COVID-19 promotes endothelial dysfunction and thrombogenicity: Role of pro-inflammatory cytokines/SGLT2 pro-oxidant pathway

[SWAlexander]

Abstract​

Background: COVID-19 is associated with increased risk of cardiovascular complications. Although cytokines have a predominant role in endothelium damage, the precise molecular mechanisms are far from being elucidated.

Objectives: The present study hypothesizes that inflammation in COVID-19 patients contributes to endothelial dysfunction through redox sensitive SGLT2 overexpression and investigates the protective effect of SGLT2 inhibition by empagliflozin.

Methods: Human plasma samples were collected from acute, sub-acute and long COVID-19 patients (n=100), non-COVID-19 patients with cardiovascular risk factors (n=50), and healthy volunteers (n=25). Porcine coronary artery endothelial cells (ECs) were incubated with plasma (10%). Expression levels of proteins were determined using Western blot analyses and immunofluorescence staining, mRNA expression by RT-qPCR and the level of oxidative stress by dihydroethidium staining. Platelet adhesion and aggregation, and thrombin generation were determined.

Results: Increased plasma levels of IL-1β, IL-6, TNF-α, MCP-1 and sICAM-1 were observed in COVID-19 patients. Exposure of ECs to COVID-19 plasma with high cytokines levels induced redox-sensitive upregulation of SGLT2 expression via pro-inflammatory cytokines IL-1β, IL-6 and TNF-α which, in turn, fueled endothelial dysfunction, senescence, NF-κB activation, inflammation, platelet adhesion and aggregation, vWF secretion and thrombin generation. The stimulatory effect of COVID-19 plasma was blunted by neutralizing antibodies against pro-inflammatory cytokines, and by empagliflozin.

Conclusions: In COVID-19 patients, pro-inflammatory cytokines induced a redox-sensitive up-regulation of SGLT2 expression in ECs, which in turn promoted endothelial injury, senescence, platelet adhesion, aggregation, and thrombin generation. SGLT2 inhibition with empagliflozin, appeared as an attractive strategy to restore vascular homeostasis in COVID-19.
https://pubmed.ncbi.nlm.nih.gov/37797691/

Short explanation for: SGLT2 inhibition with empagliflozin. https://swaresearch.blogspot.com/2023/10/endothelium-inflammation-thrombosis.html

 

[wastwater]

I’m wondering about this for my diabetes

Metabolic basis of solute carrier transporters in treatment of type 2 diabetes mellitus​

https://www.sciencedirect.com/science/article/pii/S221138352300357X

Slc13a3 for myself probably

 

[wastwater]

https://www.mcknights.com/news/sglt2-inhibitors-reduce-dementia-parkinsons-disease-risk-study/

SGLT2 inhibitors reduce dementia, Parkinson’s disease risk: study​

 

[sb4]

I'm also now interested in sglt2 inhibitors.

They improve insulin resistance (which I suspect I have), reduce inflammation, improve cardiac disease, and chronic kidney disease.

I wonder how much of these improvements are downstream of improving insulin resistance? I know one study that showed benefits to cardiovascular disease in both diabetics and non diabetics.

 

[wastwater]

Does it tie in with the calcium/sodium channels work by Griffith university,another to trial for mecfs long covid maybe.
I wonder if I should swap the metformin for sglt2 and would it do anything different

 

[sb4]

Another interesting aspect for me is that I am an unsual POTS patient in that I have an aversion to salt and don't really drink much / get that thirsty. So inhibiting sglt2 cause the kidney to excrete more salt and water as well as glucose (for my suspected insulin resistance).

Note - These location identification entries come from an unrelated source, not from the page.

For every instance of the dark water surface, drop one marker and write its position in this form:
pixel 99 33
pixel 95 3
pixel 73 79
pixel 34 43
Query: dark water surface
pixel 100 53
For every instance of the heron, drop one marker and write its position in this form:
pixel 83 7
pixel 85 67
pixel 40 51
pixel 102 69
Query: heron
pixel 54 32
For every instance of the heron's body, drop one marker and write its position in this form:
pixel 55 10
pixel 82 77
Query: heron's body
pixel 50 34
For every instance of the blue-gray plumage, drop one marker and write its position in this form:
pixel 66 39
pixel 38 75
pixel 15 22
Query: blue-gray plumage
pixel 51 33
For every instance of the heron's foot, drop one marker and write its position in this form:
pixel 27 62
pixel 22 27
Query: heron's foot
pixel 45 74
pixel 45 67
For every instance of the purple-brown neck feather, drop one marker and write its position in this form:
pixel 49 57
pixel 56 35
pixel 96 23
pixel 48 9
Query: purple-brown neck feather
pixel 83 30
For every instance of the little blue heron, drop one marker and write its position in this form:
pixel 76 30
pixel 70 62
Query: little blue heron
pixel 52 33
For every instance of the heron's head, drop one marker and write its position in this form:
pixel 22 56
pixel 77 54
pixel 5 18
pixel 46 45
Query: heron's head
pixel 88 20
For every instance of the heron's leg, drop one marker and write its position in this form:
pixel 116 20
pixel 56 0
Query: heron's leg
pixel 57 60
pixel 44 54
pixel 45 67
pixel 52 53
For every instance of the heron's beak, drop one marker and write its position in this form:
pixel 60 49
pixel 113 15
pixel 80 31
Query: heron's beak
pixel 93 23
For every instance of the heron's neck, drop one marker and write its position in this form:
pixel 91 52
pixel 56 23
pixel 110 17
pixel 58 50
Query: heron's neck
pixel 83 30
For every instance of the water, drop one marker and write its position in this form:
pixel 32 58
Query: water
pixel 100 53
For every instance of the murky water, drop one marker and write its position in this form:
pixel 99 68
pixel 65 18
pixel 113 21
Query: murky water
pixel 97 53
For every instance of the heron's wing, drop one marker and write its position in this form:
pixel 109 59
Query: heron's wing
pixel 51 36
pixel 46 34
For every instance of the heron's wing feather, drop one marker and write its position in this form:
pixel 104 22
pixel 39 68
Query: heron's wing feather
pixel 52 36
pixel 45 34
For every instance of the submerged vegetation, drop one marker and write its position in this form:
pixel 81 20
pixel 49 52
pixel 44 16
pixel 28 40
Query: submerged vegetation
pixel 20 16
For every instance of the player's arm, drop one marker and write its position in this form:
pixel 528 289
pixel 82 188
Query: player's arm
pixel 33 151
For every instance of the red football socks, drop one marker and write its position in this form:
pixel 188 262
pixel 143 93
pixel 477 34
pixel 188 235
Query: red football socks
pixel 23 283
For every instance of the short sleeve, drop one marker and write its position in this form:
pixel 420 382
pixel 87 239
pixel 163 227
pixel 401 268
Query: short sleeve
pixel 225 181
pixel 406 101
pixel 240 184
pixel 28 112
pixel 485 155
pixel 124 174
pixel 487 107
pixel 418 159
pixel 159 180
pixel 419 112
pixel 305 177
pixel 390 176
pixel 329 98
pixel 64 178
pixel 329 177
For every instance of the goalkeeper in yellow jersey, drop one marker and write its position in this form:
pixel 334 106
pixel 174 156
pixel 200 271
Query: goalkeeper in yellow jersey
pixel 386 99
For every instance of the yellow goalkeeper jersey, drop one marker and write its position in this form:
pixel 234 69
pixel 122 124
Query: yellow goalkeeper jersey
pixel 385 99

On top of that it should improve overall blood flow and inflammation via preventing SGLT2 from causing senescence, NF-kB activation, inflammation, platelet adhesion, von Willebrand factor secretion, and thrombin generation.

Since SGLT2 is activated by IL-1b, IL-6, TNFa, then its probable that SGLT2 is getting "over" expressed in ME / POTS patients.